Entrepreneurs flock to start-up friendly cities

Updated 2017-08-28 09:30:49 Global Times

Policy support, talent, money draw innovators to Beijing, Shenzhen

With a vigorous entrepreneurial culture, huge talent pool, efficient local government policy support and promising market niches, China's start-up friendly cities such as Beijing and Shanghai are attracting an increasing number of entrepreneurs.

Beijing, Shanghai and Shenzhen in South China's Guangdong Province are the most start-up friendly cities in China, according to a ranking released by business analysis platform biaozhun007.com, and co-working office space company UrWork over the weekend.

The ranking was based on data provided by Tencent Research Institute, taking into account such factors as the number of start-ups, business environment and talent support.

Other cities in the top 10 list include Guangzhou in Guangdong, Hangzhou in East China's Zhejiang Province, Wuhan in Central China's Hubei Province and North China's Tianjin Municipality.

In 2016, China was home to 35 companies out of 173 unicorns, or start-ups valued at more than billion, with most having their headquarters based in these cities, said a report released by Fortune.

Herny Yau, a Hong Kong resident who founded intelligent lighting company Everbright Technology Development in Shenzhen in May, spoke highly of the entrepreneurial environment and the large talent pools in these cities.

For example, under the "Mass Innovation and Entrepreneurship" national initiative, Shenzhen has become a young, inclusive and dynamic city where incubators are budding and giving birth to an increasing number of local start-ups, Yau said.

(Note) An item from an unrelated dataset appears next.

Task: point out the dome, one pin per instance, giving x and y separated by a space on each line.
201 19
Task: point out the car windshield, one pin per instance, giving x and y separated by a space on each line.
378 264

He noted that incubators such as Shenzhen-based Dream Factory, which is where his company has its office, offers rent-free offices for up to six years and professional consultants to advise on policies and fundraising, a boost for many start-ups.

Also, there are enormous resources such as venture capital in those cities for start-ups, Huang Zhuang, founder of virtual reality technology company Shenzhen Transmind Tech Co, told the Global Times.

Like Shenzhen, which is home to many of China's top-notch schools such as Shenzhen University, start-up friendly cities foster young graduates who learn quickly and "hit the ground running," and the local governments offer incentives for them to stay, Yau added.

For example, the local government in Wuhan is considering a policy that will allow graduates who start up businesses there to buy apartments at 20 percent below market prices, the Hubei Daily reported on Sunday.

Daniel G Rodriguez, founder of software localization company Beijing Asiglo Technology Company, told the Global Times that he finds the business environment in Beijing is very friendly for start-ups. For instance, there are new policies for the value-added tax, which could be helpful.

"Offering a combination of tax incentives, favorable policies and start-up funds has become a common strategy," said Liu Dingding, a Beijing-based independent Internet analyst.

But more importantly, local governments' open and encouraging attitude toward Internet-related businesses such as those in the burgeoning sharing economy weighs heavily in luring start-ups, Liu told the Global Times on Sunday.

"Beijing topped the list, but why does the capital excel? Why do Internet start-ups such as ride-hailing giant Didi and bike-sharing platforms Mobike and ofo set up their headquarters there?" Liu asked.

China has a potentially huge market, especially in first- and second-tier cities where residents are willing to accept new technologies, analysts pointed out.

"China's consumer base is able to provide far more user scenarios, which means that enterprises can push for more technological innovation from their applications," Xie Yinan, vice president of Beijing-based artificial intelligence company Face , told the Global Times in a recent interview.

In the US, technological research is still focused on the theoretical level, so there is less scope for real-life applications than in China, Xie added.

Liu agreed. "Besides, in the US, the market is monopolized by giants such as Facebook, Google and IBM, leaving just a small segment for latecomers to take advantage of. But in China, the untapped blue sea is large."

Therefore "it may only take a few years for China's start-up friendly cities to catch up with the US' Silicon Valley," given Chinese cities' competitive costs, Yau predicted.

In 2015, China for the first time eclipsed the US as the premier location for venture capital investment in Internet businesses, according to a report published by consultancy PricewaterhouseCoopers.